Abstract
Brain tumours disproportionately affect children and are the largest cause of paediatric cancer-related death. Despite decades of research, paediatric standard-of-care therapy still predominantly relies on surgery, radiotherapy, and systemic use of cytotoxic chemotherapeutic agents, all of which can result in debilitating acute and late effects. Novel therapies that engage the immune system, such as oncolytic viruses (OVs), hold great promise and are desperately needed. Zika virus (ZIKV) infects and destroys aggressive cells from paediatric medulloblastoma, atypical teratoid rhabdoid tumour (ATRT), diffuse midline glioma (DMG), ependymoma and neuroblastoma. Despite this, the molecular mechanisms underpinning this therapeutic response are grossly unknown. By profiling the transcriptome across a time-course, we comprehensively investigated the response of paediatric medulloblastoma and ATRT brain tumour cells to ZIKV infection at the transcriptome level for the first time. We observed conserved TNF signalling pathway and cytokine signalling-related signatures following ZIKV infection. We demonstrated that the canonical TNF-alpha signalling pathway is implicated in oncolysis by reducing the viability of ZIKV-infected brain tumour cells and is a likely contributor to the anti-tumoural immune response through TNF-alpha secretion. Our findings have highlighted TNF-alpha as a potential prognostic marker for oncolytic ZIKV virotherapy. Performing a 49-plex ELISA, we generated the most comprehensive ZIKV-infected cancer cell secretome to date.
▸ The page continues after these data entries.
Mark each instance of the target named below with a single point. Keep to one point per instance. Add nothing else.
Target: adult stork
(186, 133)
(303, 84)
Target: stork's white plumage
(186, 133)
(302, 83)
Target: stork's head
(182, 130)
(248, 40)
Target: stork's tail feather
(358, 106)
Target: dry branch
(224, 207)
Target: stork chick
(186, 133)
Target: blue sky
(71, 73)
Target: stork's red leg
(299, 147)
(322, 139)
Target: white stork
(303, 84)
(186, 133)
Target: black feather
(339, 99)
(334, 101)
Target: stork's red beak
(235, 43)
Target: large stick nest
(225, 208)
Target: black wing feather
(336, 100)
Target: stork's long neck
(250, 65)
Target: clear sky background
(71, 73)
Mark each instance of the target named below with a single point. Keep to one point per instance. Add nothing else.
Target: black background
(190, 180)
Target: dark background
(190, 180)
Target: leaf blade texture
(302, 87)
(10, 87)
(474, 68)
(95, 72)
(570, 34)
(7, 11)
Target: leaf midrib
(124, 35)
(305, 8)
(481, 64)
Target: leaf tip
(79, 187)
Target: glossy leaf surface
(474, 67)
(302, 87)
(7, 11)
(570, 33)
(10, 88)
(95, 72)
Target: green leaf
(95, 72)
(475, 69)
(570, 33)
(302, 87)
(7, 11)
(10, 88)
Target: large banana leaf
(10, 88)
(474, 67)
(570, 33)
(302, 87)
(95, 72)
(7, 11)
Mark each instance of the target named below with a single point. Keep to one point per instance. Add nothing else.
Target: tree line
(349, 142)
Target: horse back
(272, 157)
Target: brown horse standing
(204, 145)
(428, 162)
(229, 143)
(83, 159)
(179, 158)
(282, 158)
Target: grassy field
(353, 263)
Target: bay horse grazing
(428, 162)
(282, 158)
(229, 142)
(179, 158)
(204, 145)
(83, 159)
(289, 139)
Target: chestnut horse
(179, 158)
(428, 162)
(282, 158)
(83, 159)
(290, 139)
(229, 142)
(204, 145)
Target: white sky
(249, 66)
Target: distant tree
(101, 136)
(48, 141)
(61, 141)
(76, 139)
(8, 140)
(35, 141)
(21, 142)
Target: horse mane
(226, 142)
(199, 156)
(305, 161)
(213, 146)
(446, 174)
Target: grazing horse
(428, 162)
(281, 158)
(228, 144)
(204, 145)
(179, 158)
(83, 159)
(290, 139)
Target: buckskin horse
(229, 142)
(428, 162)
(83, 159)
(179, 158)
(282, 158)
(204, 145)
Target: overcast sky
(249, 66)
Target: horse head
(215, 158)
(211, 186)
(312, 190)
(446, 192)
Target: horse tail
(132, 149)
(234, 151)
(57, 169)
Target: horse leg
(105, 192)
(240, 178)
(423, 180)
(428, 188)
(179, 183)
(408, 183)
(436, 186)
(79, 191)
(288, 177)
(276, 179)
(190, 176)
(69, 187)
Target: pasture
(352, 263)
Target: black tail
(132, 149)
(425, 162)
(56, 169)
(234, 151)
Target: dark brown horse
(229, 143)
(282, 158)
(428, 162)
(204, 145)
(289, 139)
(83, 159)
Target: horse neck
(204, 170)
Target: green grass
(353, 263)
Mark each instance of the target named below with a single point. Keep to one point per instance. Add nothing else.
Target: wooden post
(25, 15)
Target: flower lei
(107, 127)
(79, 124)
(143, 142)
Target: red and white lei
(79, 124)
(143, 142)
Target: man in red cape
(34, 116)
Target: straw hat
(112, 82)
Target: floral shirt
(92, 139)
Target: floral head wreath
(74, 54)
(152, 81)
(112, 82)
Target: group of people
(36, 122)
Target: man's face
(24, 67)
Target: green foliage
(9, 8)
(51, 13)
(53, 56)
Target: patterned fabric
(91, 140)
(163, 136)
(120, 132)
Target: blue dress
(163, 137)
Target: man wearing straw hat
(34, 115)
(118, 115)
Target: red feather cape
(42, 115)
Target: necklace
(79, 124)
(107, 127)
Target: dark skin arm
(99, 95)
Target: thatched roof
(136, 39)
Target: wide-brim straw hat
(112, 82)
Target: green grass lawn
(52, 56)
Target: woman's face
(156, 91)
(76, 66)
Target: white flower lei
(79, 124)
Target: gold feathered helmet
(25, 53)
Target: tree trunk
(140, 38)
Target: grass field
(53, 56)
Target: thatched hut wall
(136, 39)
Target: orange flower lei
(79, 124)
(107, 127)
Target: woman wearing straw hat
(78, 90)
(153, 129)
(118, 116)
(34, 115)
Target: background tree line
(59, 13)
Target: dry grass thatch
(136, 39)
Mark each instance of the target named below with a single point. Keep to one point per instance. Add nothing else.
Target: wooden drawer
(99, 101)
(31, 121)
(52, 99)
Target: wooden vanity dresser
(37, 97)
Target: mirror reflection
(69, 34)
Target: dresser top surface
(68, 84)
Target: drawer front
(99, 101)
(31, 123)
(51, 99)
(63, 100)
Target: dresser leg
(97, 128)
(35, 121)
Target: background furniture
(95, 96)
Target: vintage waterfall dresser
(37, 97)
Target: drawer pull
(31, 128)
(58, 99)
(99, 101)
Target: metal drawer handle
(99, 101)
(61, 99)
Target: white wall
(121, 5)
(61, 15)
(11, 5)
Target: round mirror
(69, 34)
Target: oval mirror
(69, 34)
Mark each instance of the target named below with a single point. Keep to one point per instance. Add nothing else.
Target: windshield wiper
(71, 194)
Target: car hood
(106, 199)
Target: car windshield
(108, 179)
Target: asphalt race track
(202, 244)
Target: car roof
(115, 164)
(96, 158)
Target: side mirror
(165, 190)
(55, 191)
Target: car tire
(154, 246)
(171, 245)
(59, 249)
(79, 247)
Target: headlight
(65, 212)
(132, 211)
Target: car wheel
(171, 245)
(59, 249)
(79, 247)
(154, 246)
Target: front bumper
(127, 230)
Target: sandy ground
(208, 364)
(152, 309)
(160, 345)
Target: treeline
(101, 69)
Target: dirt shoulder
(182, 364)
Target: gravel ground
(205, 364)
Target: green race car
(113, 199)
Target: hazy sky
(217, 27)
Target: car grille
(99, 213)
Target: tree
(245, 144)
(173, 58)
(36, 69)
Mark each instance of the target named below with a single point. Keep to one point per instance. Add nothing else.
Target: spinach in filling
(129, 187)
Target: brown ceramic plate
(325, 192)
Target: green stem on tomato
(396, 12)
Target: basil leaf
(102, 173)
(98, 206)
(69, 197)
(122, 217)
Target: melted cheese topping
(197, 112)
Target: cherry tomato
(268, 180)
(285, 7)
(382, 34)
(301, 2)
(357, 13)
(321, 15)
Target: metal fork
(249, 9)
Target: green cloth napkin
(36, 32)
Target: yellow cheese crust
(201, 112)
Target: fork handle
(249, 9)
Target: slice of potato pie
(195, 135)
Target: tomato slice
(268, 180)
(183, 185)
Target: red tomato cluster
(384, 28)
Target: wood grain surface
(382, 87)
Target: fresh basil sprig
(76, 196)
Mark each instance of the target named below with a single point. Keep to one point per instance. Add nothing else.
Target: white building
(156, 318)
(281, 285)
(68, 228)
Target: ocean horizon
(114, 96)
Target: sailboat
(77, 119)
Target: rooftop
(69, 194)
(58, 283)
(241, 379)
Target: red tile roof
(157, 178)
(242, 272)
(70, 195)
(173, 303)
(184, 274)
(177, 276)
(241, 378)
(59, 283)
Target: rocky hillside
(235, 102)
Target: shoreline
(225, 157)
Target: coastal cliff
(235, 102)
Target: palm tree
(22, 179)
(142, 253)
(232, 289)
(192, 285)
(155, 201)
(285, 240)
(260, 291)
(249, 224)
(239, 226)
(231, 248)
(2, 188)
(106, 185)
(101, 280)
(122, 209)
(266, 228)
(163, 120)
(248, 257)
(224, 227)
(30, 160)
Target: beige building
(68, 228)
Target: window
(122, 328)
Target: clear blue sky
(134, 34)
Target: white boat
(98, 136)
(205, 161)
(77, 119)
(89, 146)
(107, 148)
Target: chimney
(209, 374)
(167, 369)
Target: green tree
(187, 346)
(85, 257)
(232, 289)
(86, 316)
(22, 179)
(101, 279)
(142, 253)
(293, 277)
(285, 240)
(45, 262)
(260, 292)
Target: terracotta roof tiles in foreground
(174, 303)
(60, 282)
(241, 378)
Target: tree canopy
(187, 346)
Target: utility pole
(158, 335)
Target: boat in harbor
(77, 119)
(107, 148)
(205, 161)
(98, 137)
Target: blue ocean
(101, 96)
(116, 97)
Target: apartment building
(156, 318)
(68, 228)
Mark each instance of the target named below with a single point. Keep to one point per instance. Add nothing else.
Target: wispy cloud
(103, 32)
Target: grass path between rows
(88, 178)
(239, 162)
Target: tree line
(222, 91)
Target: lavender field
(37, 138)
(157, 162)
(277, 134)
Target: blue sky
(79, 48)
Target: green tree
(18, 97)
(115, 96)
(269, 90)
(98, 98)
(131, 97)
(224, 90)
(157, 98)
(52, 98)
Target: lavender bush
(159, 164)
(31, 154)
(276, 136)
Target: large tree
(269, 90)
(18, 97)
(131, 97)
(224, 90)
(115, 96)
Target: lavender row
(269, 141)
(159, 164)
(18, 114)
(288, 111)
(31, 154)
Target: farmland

We demonstrated that ZIKV infection induces a clinically relevant and diverse pro-inflammatory brain tumour cell secretome, thus circumventing the need for transgene modification to boost efficacy. We assessed publicly available scRNA-Seq data to model how the ZIKV-induced secretome may (i) interact with medulloblastoma tumour microenvironment (TME) cells via paracrine signalling and (ii) polarise lymph node immune cells via endocrine signalling. Our modelling has provided significant insight into the cytokine response that orchestrates the diverse anti-tumoural immune response during oncolytic ZIKV infection of brain tumours. Our findings have significantly contributed to understanding the molecular mechanisms governing oncolytic ZIKV infection and will help pave the way towards ZIKV-based virotherapy.
Competing Interest Statement
The authors have declared no competing interest.